Our previous studies have shown that a cell surface-associated adhesive factor (AF), separated from rat ascites hepatoma AH136B cells of a differentiated type and highly purified by chromatography, induces not only aggregation of dissociated AH136B cells or rat ascites hepatoma AH109A cells of an undifferentiated type but also adhesiveness characterized by the development of junctional complexes; the AF-induced aggregation of the cells was Ca2+-dependent.
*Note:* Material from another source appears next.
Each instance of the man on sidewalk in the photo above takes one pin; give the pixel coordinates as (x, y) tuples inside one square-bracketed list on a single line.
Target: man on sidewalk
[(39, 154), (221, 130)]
Further analysis of the roles of Ca2+ in cell aggregation was performed using AH109A cells (present as single cells in vivo). (1) AF clearly enhanced 45Ca uptake by the cells; (2) calmodulin was isolated from the cells; (3) calmodulin inhibitor, W-7 (N-(6-amino-hexyl)-5-chloro-1-naphthalenesulphonamide), strongly inhibited aggregation of the cells; (4) W-7 also inhibited the clustering or capping of AF-binding sites on the cell surface; (5) binding of 125I-labelled AF to the cells was independent of Ca2+ concentration; (6) binding of 125I-labelled AF to AF-conjugated beads was not observed, independently of the presence of Ca2+. These findings suggest that Ca2+ and Ca2+-activated calmodulin may play a key role in the process of aggregation of the cells by controlling the microfilament components and that Ca2+ may not be involved either in the interactions between AF and its cellular receptor or in linkages of AF molecules.